Good morning friends, I happen to be the eldest of the 9 grandchildren but just because I’ve been blessed under our grandpa’s love and leadership longer than my cousins and sisters doesn’t make me any more qualified to share today. We all have our own list of memories tucked in our hearts. The list of contributions of every sort our grandfather made in his lifetime would be impossible for any of us here today to sum up. And as with most of life, it’s the intangible things that can’t be touched or measured that mattered more than any other.
It was his “whatey” that he brought with him when he flew to Seattle or visited grandkids in Virginia. I don’t even know how it started but as little girls as soon as we saw his face, we said “Gpa!” and he said “whatey!”. We came to expect the “whatey” and we would ask him to make sure and bring it when he came. The whatey always came with a smile and that’s what made it so grand.
It was their heart to share what they deemed “one of the most stunning places in the world” coupled with their radical generosity that took our whole extended Larson family to New Zealand 14 years ago this Christmas. They had seen nearly the whole world over and told us we all had to experience together the beauty and breadth of a place they had so enjoyed. If there’s anything more wonderful than being overcome by an incredible land, it’s sharing that wonder with the ones you love most. It was the trip of a lifetime for all of us.
It was also his faithful presence, despite having to travel cross country to see any of us in the Sween family at least – he was always there, cheering us on at every big life moment, celebrating graduations and weddings and eventually the births of some 14 great-grandchildren. He and Grandma were intentionally invested in the lives of their family in a way that communicated our value in their eyes and we were all better for it.
It was an unwavering commitment to building family relationships despite distance that brought us all together time and time again from Fort Casey, Washington to Estes Park, Colorado to the Outer Banks, North Carolina and many others in between. This left us feeling connected and like we belonged to something special, even if we lived cross country from our cousins.
It was the fervor and passion and deepest pride he had when he talked about politics and education and great leaders and history and America. He told stories of growing up in the Great Depression and having a tumbleweed for a Christmas tree with a stern face and I knew he still remembered just how unbearable some of those days had been.

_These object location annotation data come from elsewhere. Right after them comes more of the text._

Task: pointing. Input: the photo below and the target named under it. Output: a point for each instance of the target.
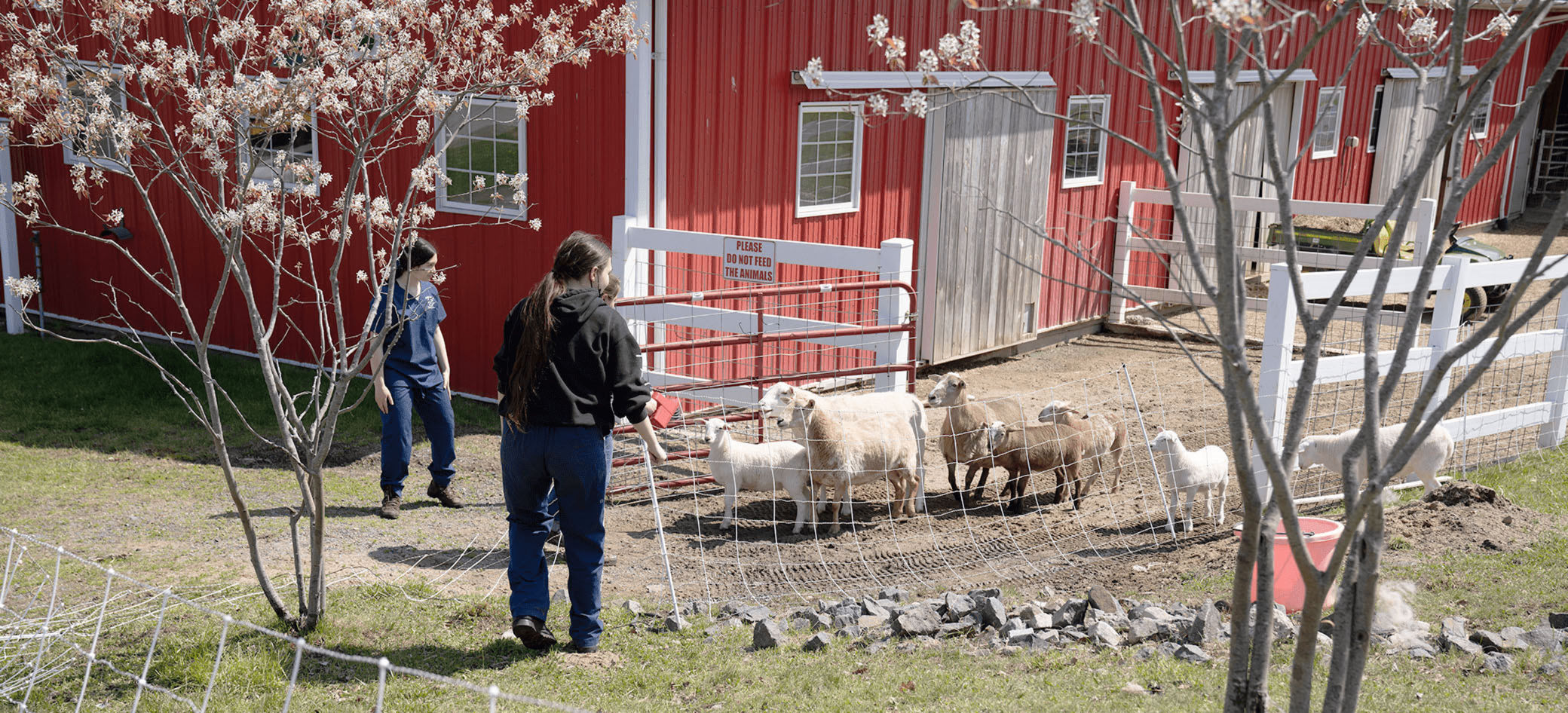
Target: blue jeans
(397, 433)
(576, 461)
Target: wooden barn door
(978, 267)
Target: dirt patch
(1463, 518)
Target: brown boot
(389, 505)
(446, 496)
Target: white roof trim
(1250, 75)
(1432, 72)
(917, 81)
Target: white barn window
(479, 142)
(1330, 106)
(828, 164)
(1084, 151)
(90, 88)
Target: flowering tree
(1274, 38)
(232, 106)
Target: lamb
(1424, 463)
(844, 448)
(1107, 436)
(1192, 472)
(766, 467)
(1027, 448)
(899, 414)
(963, 436)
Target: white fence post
(1274, 377)
(897, 264)
(1426, 216)
(1447, 311)
(1126, 210)
(1557, 383)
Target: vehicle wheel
(1475, 304)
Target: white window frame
(449, 206)
(287, 184)
(1103, 146)
(1338, 93)
(116, 165)
(1376, 120)
(1484, 113)
(853, 204)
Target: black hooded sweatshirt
(593, 370)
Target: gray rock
(1144, 630)
(957, 607)
(766, 635)
(1070, 613)
(1543, 638)
(1104, 635)
(1101, 599)
(1205, 629)
(993, 613)
(1496, 663)
(753, 615)
(916, 621)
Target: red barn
(714, 133)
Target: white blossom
(1084, 19)
(23, 287)
(813, 72)
(877, 104)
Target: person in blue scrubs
(413, 375)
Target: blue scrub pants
(397, 433)
(576, 461)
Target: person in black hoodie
(568, 367)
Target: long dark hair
(579, 254)
(418, 252)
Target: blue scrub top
(413, 356)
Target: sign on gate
(750, 261)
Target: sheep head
(949, 390)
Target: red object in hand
(667, 411)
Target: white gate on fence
(1280, 370)
(1131, 239)
(634, 249)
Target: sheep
(900, 414)
(1190, 472)
(1109, 434)
(1424, 463)
(1027, 448)
(963, 436)
(846, 448)
(766, 467)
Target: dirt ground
(1119, 540)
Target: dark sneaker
(446, 496)
(389, 505)
(532, 634)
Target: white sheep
(963, 434)
(1206, 469)
(899, 414)
(1107, 436)
(764, 467)
(847, 448)
(1424, 463)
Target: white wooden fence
(1129, 242)
(635, 251)
(1280, 370)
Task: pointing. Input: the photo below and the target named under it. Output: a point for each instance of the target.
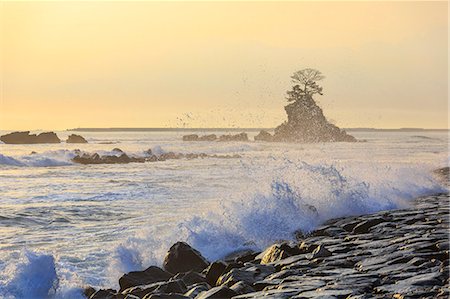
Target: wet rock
(165, 296)
(183, 258)
(150, 275)
(242, 288)
(104, 294)
(277, 252)
(74, 138)
(306, 123)
(237, 137)
(214, 271)
(248, 274)
(26, 138)
(365, 226)
(210, 137)
(264, 136)
(190, 137)
(241, 256)
(221, 292)
(320, 252)
(197, 289)
(191, 277)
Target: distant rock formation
(27, 138)
(237, 137)
(74, 138)
(195, 137)
(213, 137)
(123, 158)
(306, 122)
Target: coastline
(390, 254)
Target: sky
(220, 64)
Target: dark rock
(320, 252)
(221, 292)
(165, 296)
(27, 138)
(214, 271)
(191, 277)
(241, 256)
(183, 258)
(197, 289)
(278, 252)
(242, 288)
(210, 137)
(365, 226)
(306, 123)
(237, 137)
(173, 286)
(263, 136)
(104, 294)
(191, 137)
(150, 275)
(73, 138)
(248, 274)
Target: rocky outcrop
(390, 254)
(27, 138)
(122, 158)
(306, 123)
(236, 137)
(150, 275)
(195, 137)
(74, 138)
(264, 136)
(213, 137)
(183, 258)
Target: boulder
(242, 288)
(221, 292)
(278, 252)
(150, 275)
(73, 138)
(118, 150)
(183, 258)
(214, 271)
(365, 226)
(320, 252)
(104, 294)
(243, 256)
(197, 289)
(248, 274)
(237, 137)
(210, 137)
(165, 296)
(190, 137)
(191, 277)
(307, 123)
(27, 138)
(263, 136)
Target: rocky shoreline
(389, 254)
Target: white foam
(299, 197)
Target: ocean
(65, 225)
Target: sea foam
(300, 196)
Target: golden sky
(220, 64)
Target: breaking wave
(301, 199)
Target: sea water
(65, 225)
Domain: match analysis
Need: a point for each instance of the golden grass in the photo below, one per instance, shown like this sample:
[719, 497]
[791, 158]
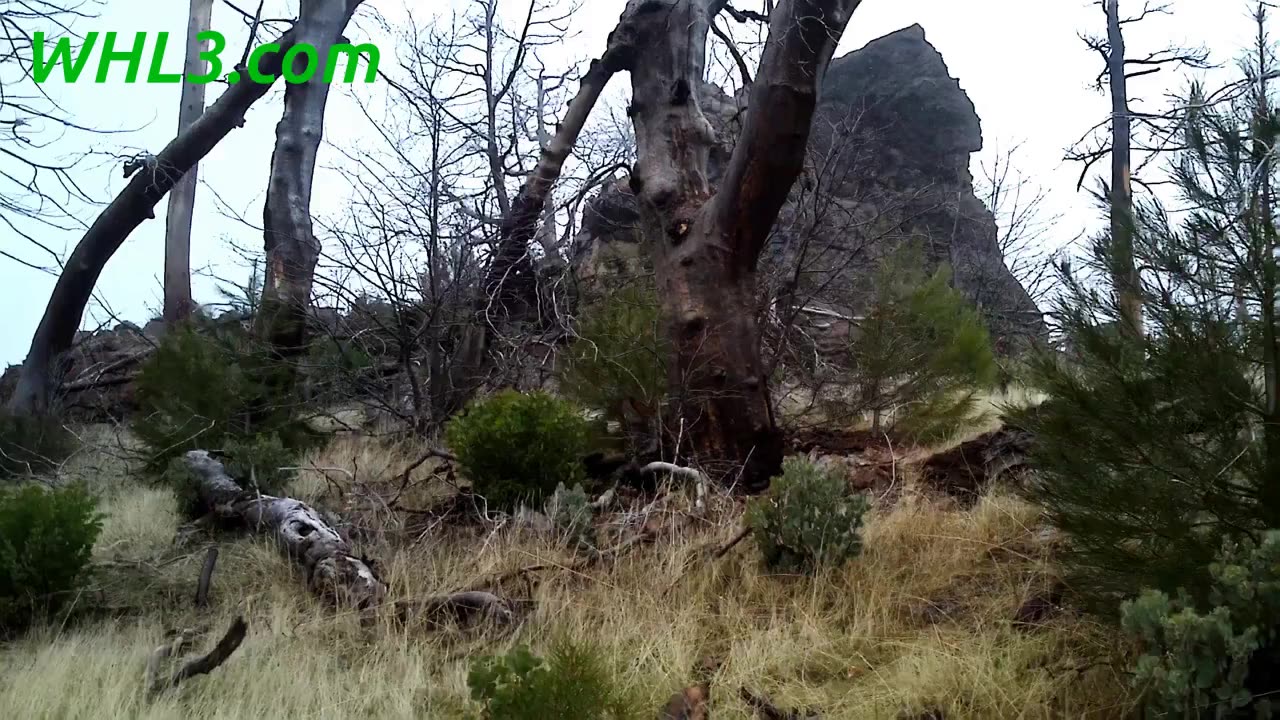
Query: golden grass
[920, 621]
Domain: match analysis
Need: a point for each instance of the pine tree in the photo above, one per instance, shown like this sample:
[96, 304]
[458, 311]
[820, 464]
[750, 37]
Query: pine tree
[1155, 450]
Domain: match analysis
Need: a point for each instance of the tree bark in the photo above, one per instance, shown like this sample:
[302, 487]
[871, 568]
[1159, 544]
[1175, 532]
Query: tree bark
[182, 201]
[135, 204]
[332, 570]
[705, 245]
[1127, 281]
[292, 249]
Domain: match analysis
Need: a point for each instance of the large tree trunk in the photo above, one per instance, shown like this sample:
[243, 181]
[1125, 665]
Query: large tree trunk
[133, 205]
[332, 570]
[292, 249]
[705, 245]
[182, 201]
[1125, 272]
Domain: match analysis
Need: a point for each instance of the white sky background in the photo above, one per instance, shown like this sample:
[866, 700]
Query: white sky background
[1020, 62]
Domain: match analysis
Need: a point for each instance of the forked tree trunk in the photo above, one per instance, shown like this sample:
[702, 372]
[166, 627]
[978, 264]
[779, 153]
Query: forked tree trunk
[135, 204]
[292, 249]
[707, 245]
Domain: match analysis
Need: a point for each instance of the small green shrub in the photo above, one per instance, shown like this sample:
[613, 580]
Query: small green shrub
[570, 513]
[46, 537]
[32, 445]
[572, 682]
[809, 519]
[617, 364]
[516, 447]
[1224, 662]
[216, 388]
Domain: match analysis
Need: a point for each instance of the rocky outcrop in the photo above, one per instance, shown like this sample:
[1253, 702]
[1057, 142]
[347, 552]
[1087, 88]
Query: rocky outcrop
[888, 163]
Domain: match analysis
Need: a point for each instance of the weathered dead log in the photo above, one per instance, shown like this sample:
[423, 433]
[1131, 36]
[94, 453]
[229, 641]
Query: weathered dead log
[972, 466]
[206, 578]
[332, 570]
[131, 208]
[201, 665]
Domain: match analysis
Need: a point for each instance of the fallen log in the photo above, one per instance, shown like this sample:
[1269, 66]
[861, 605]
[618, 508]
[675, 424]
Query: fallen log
[332, 570]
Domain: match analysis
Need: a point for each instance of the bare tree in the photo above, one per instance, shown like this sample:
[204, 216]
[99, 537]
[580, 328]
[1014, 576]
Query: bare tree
[292, 249]
[705, 244]
[1023, 226]
[152, 177]
[1118, 71]
[182, 200]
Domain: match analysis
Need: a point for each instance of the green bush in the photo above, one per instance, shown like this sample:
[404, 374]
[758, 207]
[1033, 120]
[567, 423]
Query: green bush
[571, 682]
[218, 390]
[617, 364]
[46, 537]
[516, 447]
[809, 519]
[1221, 662]
[32, 445]
[922, 351]
[570, 513]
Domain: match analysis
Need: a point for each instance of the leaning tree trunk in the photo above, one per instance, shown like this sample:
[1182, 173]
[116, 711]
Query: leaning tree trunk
[707, 245]
[332, 569]
[133, 205]
[292, 249]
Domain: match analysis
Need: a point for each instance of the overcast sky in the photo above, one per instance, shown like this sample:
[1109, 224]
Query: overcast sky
[1020, 62]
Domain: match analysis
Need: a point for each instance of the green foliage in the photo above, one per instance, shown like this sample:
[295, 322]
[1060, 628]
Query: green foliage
[32, 445]
[572, 682]
[1221, 662]
[618, 361]
[920, 350]
[46, 538]
[216, 388]
[809, 519]
[1153, 449]
[570, 513]
[517, 447]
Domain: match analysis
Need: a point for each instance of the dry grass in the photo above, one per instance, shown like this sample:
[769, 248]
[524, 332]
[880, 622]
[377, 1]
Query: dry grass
[920, 621]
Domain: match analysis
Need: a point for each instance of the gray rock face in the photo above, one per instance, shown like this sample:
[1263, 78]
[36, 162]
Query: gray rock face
[888, 163]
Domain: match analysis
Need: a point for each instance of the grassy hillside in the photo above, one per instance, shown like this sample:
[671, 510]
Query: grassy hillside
[920, 623]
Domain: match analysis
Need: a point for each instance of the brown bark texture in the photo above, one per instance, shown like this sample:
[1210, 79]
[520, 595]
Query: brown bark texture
[182, 200]
[135, 204]
[292, 249]
[333, 572]
[707, 244]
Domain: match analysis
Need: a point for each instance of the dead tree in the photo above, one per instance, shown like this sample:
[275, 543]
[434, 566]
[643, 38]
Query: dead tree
[39, 191]
[705, 244]
[1118, 71]
[332, 569]
[151, 181]
[292, 249]
[182, 201]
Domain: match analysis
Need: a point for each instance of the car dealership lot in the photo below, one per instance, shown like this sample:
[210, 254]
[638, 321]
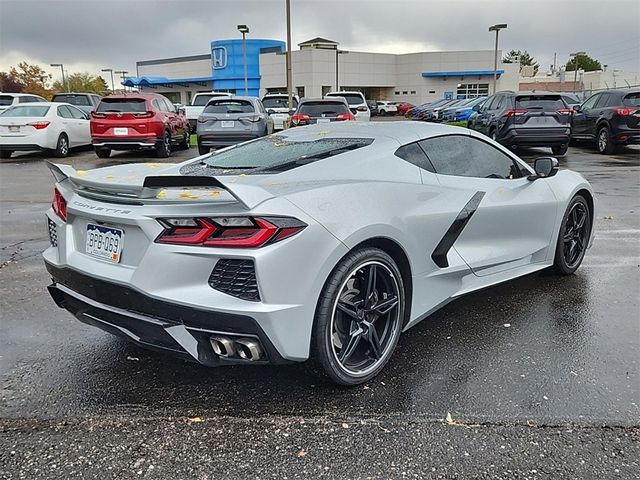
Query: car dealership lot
[539, 375]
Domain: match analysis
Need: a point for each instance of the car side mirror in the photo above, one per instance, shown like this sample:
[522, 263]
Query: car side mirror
[544, 167]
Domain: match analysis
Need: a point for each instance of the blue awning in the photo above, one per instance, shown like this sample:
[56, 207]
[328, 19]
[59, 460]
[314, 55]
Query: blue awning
[153, 80]
[463, 73]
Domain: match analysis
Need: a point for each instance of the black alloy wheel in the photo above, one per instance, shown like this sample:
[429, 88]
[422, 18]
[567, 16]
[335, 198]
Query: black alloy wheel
[359, 317]
[574, 236]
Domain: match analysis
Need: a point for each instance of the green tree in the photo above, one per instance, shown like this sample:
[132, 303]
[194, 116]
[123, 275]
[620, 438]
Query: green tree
[82, 82]
[523, 57]
[584, 62]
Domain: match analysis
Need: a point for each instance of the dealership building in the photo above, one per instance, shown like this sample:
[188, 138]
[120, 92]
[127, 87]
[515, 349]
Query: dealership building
[320, 66]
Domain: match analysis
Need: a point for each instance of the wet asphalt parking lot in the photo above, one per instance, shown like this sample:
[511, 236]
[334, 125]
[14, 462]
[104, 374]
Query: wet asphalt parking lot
[540, 375]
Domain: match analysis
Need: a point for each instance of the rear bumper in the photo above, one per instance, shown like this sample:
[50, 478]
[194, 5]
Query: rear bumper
[182, 331]
[116, 143]
[225, 140]
[537, 138]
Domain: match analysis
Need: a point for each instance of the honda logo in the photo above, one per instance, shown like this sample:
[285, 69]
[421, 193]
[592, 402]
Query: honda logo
[219, 57]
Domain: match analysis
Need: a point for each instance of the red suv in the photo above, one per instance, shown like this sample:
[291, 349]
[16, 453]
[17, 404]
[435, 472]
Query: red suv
[134, 121]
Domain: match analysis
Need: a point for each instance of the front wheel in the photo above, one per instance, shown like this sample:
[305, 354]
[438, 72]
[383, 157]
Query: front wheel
[573, 237]
[560, 149]
[359, 317]
[605, 144]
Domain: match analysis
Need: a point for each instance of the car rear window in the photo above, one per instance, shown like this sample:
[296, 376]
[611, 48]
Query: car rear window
[631, 100]
[122, 105]
[201, 100]
[545, 103]
[318, 109]
[229, 106]
[72, 99]
[278, 102]
[25, 111]
[275, 154]
[351, 98]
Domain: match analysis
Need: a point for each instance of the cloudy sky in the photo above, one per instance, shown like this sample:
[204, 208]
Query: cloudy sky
[87, 35]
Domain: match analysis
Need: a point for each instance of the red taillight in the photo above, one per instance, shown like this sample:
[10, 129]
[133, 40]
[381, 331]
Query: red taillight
[228, 232]
[59, 205]
[144, 115]
[298, 118]
[515, 112]
[624, 112]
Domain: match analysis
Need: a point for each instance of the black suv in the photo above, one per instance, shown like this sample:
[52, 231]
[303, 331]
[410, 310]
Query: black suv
[609, 118]
[532, 119]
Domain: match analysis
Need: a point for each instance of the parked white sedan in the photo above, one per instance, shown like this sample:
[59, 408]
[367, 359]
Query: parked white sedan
[43, 126]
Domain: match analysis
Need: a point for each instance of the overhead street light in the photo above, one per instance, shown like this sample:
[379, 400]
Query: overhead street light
[110, 70]
[64, 82]
[243, 29]
[496, 28]
[575, 66]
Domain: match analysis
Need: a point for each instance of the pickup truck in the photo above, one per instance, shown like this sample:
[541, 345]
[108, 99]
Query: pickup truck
[198, 102]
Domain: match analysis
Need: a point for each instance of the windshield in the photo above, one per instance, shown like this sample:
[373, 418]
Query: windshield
[318, 109]
[278, 102]
[122, 105]
[202, 100]
[631, 100]
[546, 103]
[72, 99]
[277, 153]
[25, 111]
[351, 98]
[229, 106]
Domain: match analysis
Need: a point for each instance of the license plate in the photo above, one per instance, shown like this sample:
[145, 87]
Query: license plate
[104, 242]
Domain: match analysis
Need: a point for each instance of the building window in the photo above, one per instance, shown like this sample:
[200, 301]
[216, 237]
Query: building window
[472, 90]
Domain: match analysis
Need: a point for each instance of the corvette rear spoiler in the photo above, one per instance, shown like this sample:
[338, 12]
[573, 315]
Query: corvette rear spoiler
[176, 189]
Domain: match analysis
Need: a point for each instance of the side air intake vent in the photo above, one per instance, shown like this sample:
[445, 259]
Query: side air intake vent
[236, 278]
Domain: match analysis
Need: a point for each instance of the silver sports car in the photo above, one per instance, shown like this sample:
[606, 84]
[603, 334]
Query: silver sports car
[320, 243]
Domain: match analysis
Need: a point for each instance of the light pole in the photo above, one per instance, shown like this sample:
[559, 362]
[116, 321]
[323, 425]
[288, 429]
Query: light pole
[575, 66]
[110, 70]
[288, 59]
[496, 28]
[338, 52]
[64, 82]
[122, 74]
[243, 29]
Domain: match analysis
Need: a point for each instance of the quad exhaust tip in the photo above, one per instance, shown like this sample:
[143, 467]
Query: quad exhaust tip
[244, 348]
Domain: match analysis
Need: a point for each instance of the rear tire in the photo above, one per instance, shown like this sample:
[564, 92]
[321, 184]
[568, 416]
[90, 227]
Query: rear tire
[62, 146]
[358, 318]
[560, 150]
[573, 238]
[103, 152]
[164, 149]
[604, 142]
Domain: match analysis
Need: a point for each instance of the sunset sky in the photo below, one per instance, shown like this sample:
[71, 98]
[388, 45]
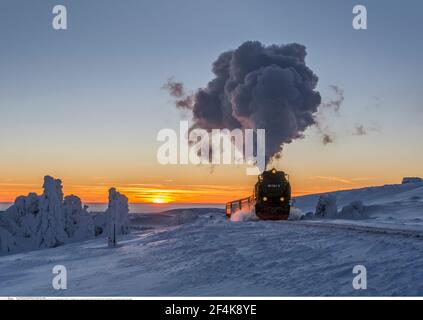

It was the constant encouragement that he offered to me every single time he saw me and my six children the past decade or so. He was one of my greatest cheerleaders. These last three years with him living nearby for the first time in my life, my children and I had the privilege of Sunday lunches. After sharing our grandfather with Right to Work, with presidents and Senators, with our nation really, it was this last season of his that will always be of greatest treasure to me. He faithfully, dare I say relentlessly, spurned me onward in the daily, sometimes quite monotonous work of educating our children at home, cultivating character and of serving those around us in ways we were able. His consistent mantra to me as we parted every week was, “You keep up the good work”. It was fitting to me that the night before he passed away when I went to say goodbye for the evening, he managed to say quietly “You do good work”.
It was Grandpa’s steady, rooted faith in Jesus that was perhaps his greatest contribution to the Larson clan and to an immeasurable many who don’t share our family name. His extreme generosity to people and to organizations who were committed to furthering the message of Christ and his Gospel in the world has undoubtedly had impact in ways we will never grasp or fully know on this side of heaven.
There really isn’t a role in the world quite like a grandparent. And an adult who fills that unique role with excellence is one in a million in the eyes of their grandchild. Grandpa was indeed, one in a million and the void he leaves is certainly an impossible one to fill.